Le procureur spécial devra obligatoirement sélectionner certains dossiers, faire des choix. Or ceux-ci ne manqueront pas d’être interprétés par la population, les communautés et les parties prenantes au conflit. «Nous devons être attentifs à la perception de notre travail dans l’opinion, explique Toussaint Muntazini Mukimapa à Libération. Le conflit a eu par moments une connotation ethnique, parfois politique. Par exemple, si on ne devait poursuivre que des musulmans, cela pourrait créer des problèmes.
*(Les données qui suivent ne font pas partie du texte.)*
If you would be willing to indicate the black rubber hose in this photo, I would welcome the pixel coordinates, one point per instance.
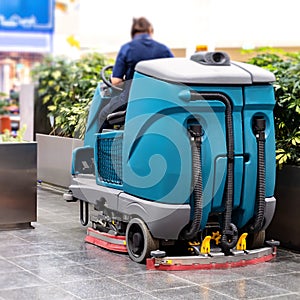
(195, 132)
(258, 223)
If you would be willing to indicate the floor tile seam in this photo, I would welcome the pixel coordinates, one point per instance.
(219, 293)
(47, 285)
(219, 281)
(53, 254)
(155, 290)
(28, 255)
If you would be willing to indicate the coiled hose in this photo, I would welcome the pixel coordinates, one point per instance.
(195, 132)
(259, 128)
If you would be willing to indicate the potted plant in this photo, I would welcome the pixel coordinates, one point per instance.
(65, 87)
(18, 176)
(286, 67)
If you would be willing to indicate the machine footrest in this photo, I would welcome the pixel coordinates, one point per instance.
(106, 240)
(211, 261)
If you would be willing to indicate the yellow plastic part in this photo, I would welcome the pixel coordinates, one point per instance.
(205, 246)
(241, 244)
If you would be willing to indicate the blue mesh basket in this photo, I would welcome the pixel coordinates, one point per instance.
(109, 158)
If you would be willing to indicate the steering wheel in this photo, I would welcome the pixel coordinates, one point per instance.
(106, 80)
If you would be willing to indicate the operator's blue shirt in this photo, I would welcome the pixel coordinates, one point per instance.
(142, 47)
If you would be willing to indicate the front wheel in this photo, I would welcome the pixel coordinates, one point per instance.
(139, 241)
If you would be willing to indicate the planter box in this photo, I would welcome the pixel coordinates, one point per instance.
(18, 176)
(55, 159)
(285, 225)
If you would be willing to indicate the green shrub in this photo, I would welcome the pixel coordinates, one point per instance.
(67, 88)
(286, 68)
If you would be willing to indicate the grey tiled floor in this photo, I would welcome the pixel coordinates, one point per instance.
(52, 261)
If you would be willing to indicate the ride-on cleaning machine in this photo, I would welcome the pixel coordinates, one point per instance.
(186, 178)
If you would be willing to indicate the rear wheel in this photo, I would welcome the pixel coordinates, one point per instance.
(139, 240)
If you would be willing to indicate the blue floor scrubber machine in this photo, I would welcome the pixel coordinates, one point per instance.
(188, 169)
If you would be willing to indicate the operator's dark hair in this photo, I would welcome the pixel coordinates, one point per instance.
(141, 25)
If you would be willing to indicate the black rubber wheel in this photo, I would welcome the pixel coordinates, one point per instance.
(256, 240)
(139, 241)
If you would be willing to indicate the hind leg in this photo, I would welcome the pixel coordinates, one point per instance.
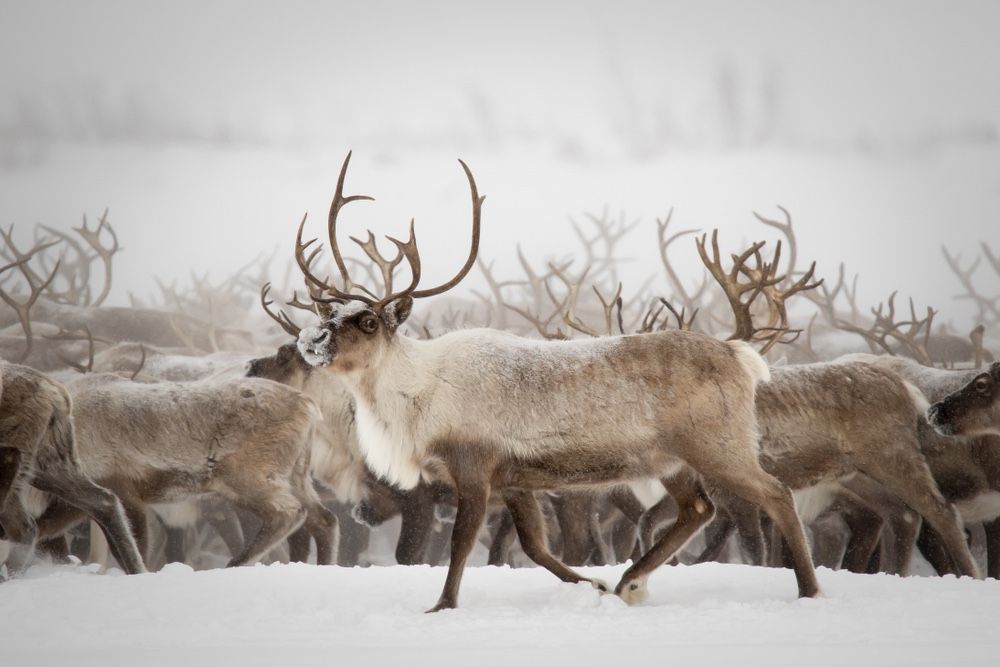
(756, 486)
(527, 519)
(321, 524)
(278, 509)
(11, 462)
(912, 482)
(695, 509)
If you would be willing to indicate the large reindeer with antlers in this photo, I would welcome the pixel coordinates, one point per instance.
(489, 410)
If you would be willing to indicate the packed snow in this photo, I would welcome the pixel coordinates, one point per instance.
(700, 614)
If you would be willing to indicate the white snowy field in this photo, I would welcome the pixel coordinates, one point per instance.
(703, 614)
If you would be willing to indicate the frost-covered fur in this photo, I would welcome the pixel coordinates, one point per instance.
(965, 468)
(823, 423)
(336, 461)
(487, 410)
(248, 440)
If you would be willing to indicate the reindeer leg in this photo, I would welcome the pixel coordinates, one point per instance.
(717, 533)
(321, 525)
(417, 516)
(625, 502)
(931, 548)
(226, 524)
(695, 509)
(298, 546)
(755, 485)
(472, 499)
(502, 539)
(911, 481)
(279, 517)
(19, 527)
(79, 496)
(10, 466)
(527, 519)
(651, 520)
(992, 529)
(865, 526)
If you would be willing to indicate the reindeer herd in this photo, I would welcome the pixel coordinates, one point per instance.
(594, 426)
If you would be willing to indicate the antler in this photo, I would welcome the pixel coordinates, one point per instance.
(405, 250)
(789, 233)
(281, 318)
(573, 293)
(986, 305)
(80, 368)
(23, 309)
(762, 279)
(93, 239)
(664, 242)
(885, 327)
(731, 285)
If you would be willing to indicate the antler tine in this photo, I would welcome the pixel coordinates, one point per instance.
(682, 324)
(339, 201)
(21, 257)
(609, 307)
(729, 282)
(664, 246)
(281, 318)
(82, 368)
(994, 260)
(93, 239)
(572, 294)
(477, 207)
(412, 255)
(789, 233)
(983, 303)
(304, 264)
(23, 309)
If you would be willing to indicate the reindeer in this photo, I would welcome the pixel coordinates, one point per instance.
(489, 410)
(244, 439)
(962, 448)
(38, 449)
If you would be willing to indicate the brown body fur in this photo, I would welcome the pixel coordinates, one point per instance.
(38, 448)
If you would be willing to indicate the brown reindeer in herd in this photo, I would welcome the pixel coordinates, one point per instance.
(488, 410)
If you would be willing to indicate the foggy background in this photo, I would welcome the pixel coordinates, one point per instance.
(208, 129)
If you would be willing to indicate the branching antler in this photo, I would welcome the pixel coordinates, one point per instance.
(989, 307)
(35, 285)
(885, 328)
(761, 278)
(105, 252)
(407, 250)
(664, 243)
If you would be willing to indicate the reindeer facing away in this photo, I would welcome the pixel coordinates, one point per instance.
(488, 410)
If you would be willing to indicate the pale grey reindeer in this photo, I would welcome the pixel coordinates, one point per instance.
(38, 449)
(245, 439)
(488, 410)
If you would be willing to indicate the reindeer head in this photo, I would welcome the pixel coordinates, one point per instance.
(357, 325)
(972, 410)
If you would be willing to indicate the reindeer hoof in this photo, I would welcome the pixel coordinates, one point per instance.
(600, 585)
(441, 605)
(634, 592)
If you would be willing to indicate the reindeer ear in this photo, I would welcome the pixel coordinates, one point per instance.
(396, 312)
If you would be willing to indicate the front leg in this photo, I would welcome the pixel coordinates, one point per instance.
(472, 499)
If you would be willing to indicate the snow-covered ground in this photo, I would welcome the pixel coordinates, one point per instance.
(280, 614)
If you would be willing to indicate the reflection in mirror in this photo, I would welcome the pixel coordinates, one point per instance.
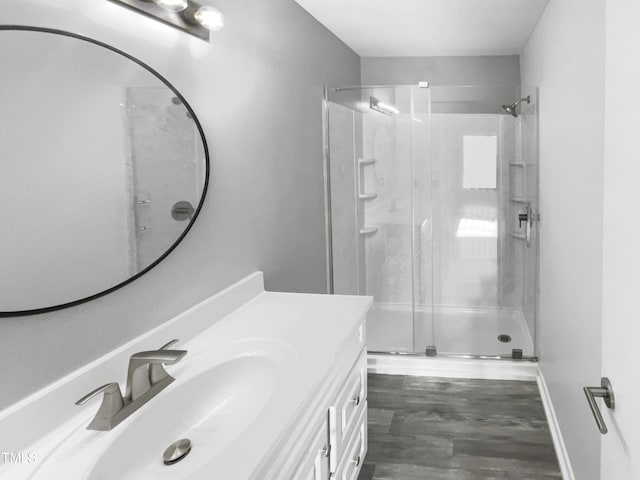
(103, 168)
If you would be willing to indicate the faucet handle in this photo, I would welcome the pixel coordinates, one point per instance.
(112, 403)
(169, 344)
(156, 370)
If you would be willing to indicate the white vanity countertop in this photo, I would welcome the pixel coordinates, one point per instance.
(311, 329)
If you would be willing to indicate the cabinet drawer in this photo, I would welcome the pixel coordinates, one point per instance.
(348, 408)
(356, 449)
(315, 461)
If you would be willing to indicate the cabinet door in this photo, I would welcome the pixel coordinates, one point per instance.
(347, 409)
(315, 464)
(354, 453)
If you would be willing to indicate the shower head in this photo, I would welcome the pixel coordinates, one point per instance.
(511, 109)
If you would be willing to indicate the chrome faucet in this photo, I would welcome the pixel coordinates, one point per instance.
(146, 377)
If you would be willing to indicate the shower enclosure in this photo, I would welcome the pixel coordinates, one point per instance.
(431, 206)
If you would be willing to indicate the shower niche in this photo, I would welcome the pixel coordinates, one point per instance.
(432, 201)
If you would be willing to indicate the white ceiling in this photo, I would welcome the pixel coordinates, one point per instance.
(415, 28)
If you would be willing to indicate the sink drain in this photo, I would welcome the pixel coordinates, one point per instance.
(176, 451)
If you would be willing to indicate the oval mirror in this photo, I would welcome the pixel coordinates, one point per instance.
(103, 169)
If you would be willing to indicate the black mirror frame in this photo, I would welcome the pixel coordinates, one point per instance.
(36, 311)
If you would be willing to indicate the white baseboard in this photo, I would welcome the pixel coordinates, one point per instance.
(556, 434)
(452, 367)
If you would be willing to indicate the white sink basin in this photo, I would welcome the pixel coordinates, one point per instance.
(215, 398)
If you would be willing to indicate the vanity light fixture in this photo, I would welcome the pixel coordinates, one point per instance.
(185, 15)
(172, 5)
(210, 18)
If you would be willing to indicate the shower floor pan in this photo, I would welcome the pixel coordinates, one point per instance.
(458, 330)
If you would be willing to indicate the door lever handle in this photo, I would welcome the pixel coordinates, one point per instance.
(604, 391)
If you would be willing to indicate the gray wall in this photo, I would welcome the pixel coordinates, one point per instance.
(490, 70)
(257, 89)
(567, 60)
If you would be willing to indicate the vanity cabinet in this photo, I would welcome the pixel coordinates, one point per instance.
(329, 441)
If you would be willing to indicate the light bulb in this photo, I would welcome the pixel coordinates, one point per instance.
(172, 5)
(210, 18)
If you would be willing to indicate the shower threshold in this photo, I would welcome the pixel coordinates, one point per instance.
(452, 366)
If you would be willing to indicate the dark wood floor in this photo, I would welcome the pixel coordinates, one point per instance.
(457, 429)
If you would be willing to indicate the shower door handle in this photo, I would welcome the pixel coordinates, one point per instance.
(604, 391)
(527, 218)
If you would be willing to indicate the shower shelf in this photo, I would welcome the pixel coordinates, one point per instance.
(368, 230)
(367, 196)
(366, 161)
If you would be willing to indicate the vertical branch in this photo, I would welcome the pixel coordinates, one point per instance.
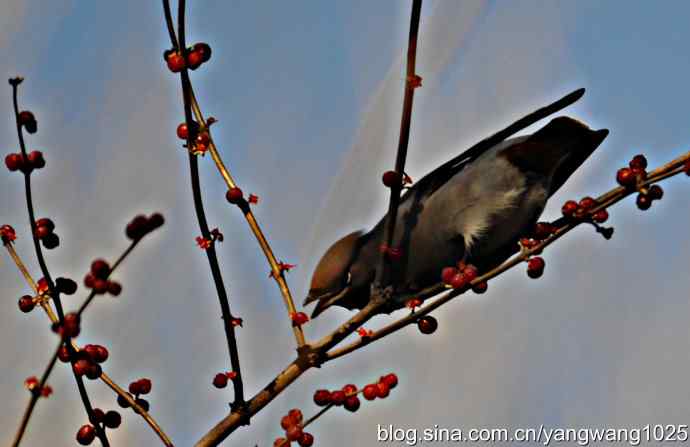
(411, 82)
(30, 206)
(201, 215)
Nous essaierons de respecter un certain équilibre.»

 

Privilégiera-t-il les faits anciens ou récents ? «Lorsque la crise est retombée, c’est peut-être plus facile d’enquêter parce que les ressentiments ne sont plus aussi vifs. Mais il y a probablement une difficulté pour récolter les preuves, pour accéder aux victimes. D’un autre côté, en cas de faits fraîchement commis, notre action peut créer une déstabilisation.» Les arrestations, notamment, «comportent des risques», poursuit le magistrat. «Je vais être très concret. Prenons un chef de groupe armé. On suppose qu’il dispose encore d’une capacité de nuisance. Il a encore une garde rapprochée, il a encore des armes. Il ne va pas se laisser faire, il y aura probablement un affrontement. Donc nous devons évaluer les risques : son arrestation ne va-t-elle pas présenter un danger pour les forces qui vont l’arrêter ? Pour ce seigneur de guerre lui-même ? La plupart sont entourés d’enfants soldats. Va-t-il les utiliser comme boucliers humains ? Y aura-t-il des risques de représailles sur la population ?»

 

«Accès aux témoins».

 

La CPS disposera en tout et pour tout de 20 officiers de police judiciaire (OPJ), qui doivent encore être formés avant de pouvoir prêter serment. Un effectif qui semble dérisoire au regard de l’ampleur de la guerre civile. «Il ne faut pas se voiler la face : douze préfectures sur les seize que compte la Centrafrique sont occupées par les groupes armés qui sont encore très actifs. Il est évident que l’accès aux victimes, aux témoins et même aux suspects posera des défis sur le plan sécuritaire, admet Toussaint Muntazini Mukimapa. Mais la loi nous donne la possibilité de recourir aux policiers de la Mission des Nations unies en Centrafrique (Minusca) pour appuyer les OPJ, ainsi qu’à des enquêteurs spécialisés. Par exemple, nous discutons avec une université américaine, la Columbia Law School [à New York ndlr], qui a une expertise avérée sur le traitement des tombes de masse et est prête à nous aider pour procéder à des exhumations, identifier des restes humains, etc.»

 

A Bangui, le bâtiment de la CPS devrait être livré avant la fin de l’année. A peu près au même moment, son personnel sera enfin «déployé». Le procureur spécial pourra établir son acte d’accusation et les enquêtes seront lancées «dans le premier trimestre 2018», espère-t-il. Des dizaines de milliers de victimes pourront alors demander justice. Un mot que la Centrafrique avait presque fini par oublier.